従来のHadoopなら、「MapReduceのプログラムを書くよ」と言ったら、MapperやReducerを実装するのをイメージすると思う。
そして、JobTrackerやTaskTrackerが自動的にタスク分割して実行してくれる。障害が発生したら別ノードで再実行してくれるし。

しかし「YARNのプログラムを書くよ」というのは、JobTrackerやTaskTrackerや障害対応をコーディングする事に相当する!
今回作ってみたのが“最小限”サンプルなのも、JobTracker相当(ApplicationMaster)の実行までしか出来ず、TaskTracker相当(Container)まで辿り着けなかったからだし(爆)
まぁそこまででもコーディングしてみたことによって、アプリケーションの実行方法は理解できたけど。
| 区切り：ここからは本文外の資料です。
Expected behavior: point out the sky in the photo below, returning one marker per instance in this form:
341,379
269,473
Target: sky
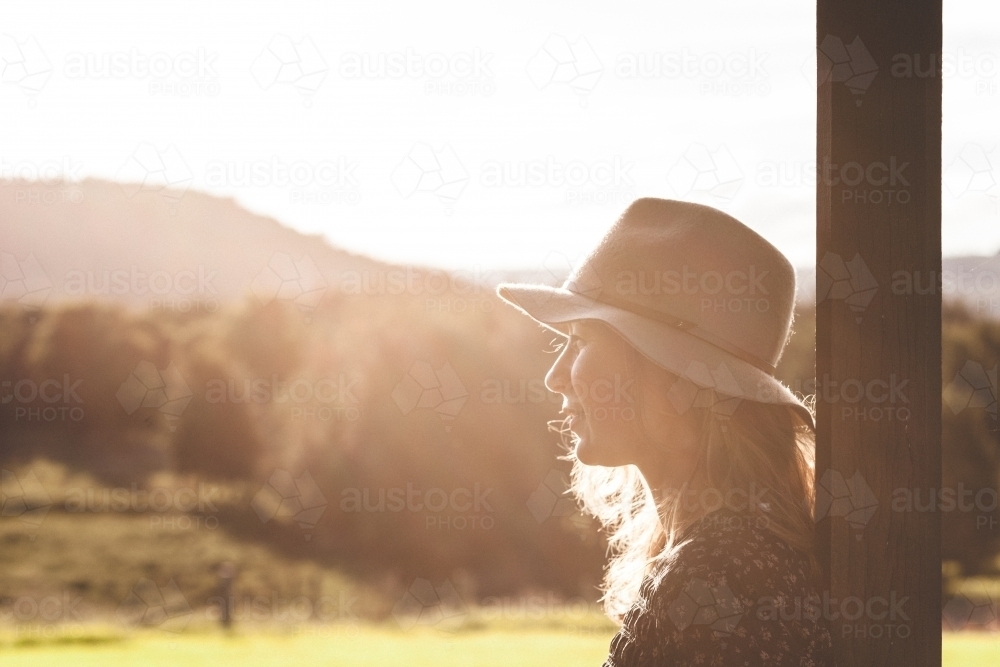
463,135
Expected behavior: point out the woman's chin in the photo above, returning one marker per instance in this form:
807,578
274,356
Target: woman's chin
592,454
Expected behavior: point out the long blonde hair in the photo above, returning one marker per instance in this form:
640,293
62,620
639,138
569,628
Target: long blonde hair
765,444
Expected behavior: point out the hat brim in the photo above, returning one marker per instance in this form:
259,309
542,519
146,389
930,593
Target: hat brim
703,364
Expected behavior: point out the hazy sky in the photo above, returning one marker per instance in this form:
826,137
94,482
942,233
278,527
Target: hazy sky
401,129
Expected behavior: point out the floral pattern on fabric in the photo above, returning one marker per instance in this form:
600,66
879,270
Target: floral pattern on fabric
737,595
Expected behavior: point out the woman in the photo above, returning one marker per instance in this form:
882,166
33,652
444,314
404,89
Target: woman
698,462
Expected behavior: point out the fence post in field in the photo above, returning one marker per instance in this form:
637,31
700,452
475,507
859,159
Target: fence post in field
878,335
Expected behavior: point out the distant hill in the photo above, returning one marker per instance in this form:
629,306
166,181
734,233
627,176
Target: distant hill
197,251
92,239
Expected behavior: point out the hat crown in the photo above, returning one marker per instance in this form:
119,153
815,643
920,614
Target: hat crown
698,264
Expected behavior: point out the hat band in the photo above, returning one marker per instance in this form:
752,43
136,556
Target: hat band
685,326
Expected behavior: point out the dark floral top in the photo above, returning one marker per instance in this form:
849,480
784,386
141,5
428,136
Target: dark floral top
737,595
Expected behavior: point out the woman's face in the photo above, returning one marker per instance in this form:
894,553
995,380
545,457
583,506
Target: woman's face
601,398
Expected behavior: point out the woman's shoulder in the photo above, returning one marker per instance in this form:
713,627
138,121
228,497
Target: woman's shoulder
707,605
740,548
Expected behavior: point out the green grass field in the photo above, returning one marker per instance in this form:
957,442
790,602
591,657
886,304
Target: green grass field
365,646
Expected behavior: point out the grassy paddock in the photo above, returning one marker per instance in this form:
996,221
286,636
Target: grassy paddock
361,646
365,645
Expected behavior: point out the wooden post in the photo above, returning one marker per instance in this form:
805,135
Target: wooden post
878,336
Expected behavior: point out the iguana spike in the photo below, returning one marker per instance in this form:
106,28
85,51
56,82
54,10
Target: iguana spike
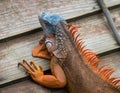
76,38
92,59
109,74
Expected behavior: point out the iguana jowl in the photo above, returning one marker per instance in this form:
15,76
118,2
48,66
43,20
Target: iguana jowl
72,65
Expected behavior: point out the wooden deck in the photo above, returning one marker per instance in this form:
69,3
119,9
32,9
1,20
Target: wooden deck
20,31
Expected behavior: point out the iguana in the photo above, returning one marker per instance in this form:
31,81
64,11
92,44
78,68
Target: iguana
72,65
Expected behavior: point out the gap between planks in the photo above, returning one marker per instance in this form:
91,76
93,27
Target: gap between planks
93,29
16,18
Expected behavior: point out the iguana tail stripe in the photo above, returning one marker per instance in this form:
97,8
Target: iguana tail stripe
92,59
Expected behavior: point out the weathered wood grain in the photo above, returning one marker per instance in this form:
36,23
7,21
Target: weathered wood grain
19,16
29,87
94,31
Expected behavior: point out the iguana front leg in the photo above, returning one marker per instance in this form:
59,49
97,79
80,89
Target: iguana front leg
56,80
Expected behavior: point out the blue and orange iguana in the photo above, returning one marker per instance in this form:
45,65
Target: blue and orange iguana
72,65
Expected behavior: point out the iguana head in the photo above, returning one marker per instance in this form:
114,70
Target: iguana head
61,40
54,34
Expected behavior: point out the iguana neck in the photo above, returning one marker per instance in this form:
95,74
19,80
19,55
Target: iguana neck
81,70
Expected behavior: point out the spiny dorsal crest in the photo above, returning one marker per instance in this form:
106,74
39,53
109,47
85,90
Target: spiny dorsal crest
92,59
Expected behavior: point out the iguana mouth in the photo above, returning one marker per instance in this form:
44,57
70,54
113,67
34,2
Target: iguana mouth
91,58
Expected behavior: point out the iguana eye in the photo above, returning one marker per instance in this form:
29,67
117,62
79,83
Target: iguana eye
48,44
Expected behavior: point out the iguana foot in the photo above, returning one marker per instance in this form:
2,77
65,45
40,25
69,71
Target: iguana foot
57,80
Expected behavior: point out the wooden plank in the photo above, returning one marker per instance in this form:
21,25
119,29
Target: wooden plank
18,17
29,87
94,31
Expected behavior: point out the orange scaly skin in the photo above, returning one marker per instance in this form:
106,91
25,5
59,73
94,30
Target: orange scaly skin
72,65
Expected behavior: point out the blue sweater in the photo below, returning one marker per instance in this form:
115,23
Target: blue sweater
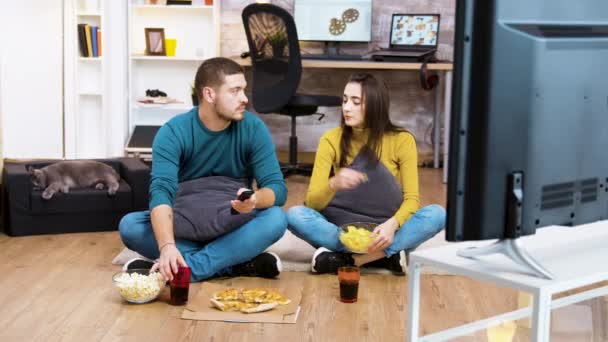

タスク分割や障害対応を自前でコーディングしなければならないとすると、じゃあHadoopさんは何をやってくれるのかという話になるが。
リソースの空き状態に応じてどのノードで実行するかを決めるのと、そのノード上でのアプリケーションの起動まではやってくれる。また、進捗状況の通知・監視の仕組みは用意されている。
okachimachiorzさんが分散リソース管理OSと言っていたのはこういう意味だったんだなぁと実感。

今までのHadoopでも、直接MapReduceをプログラミングするのは大変なのでラッパーのツールを使おうという流れだったけど、YARNはなおさら普通の人がコーディングするものじゃないなぁ。
これはまさしく分散フレームワークを作る人向け。MapReduce以外のアルゴリズムでも何でも対応できるのは確かなので、色々なアルゴリズムのYARNラッパー(フレームワーク)が作られることになると思う。
普通の人は、自分がやりたい処理に一番向いているフレームワークを選択して、(今までのMapReduceの様に)部分的なプログラミングをするだけになる…かな?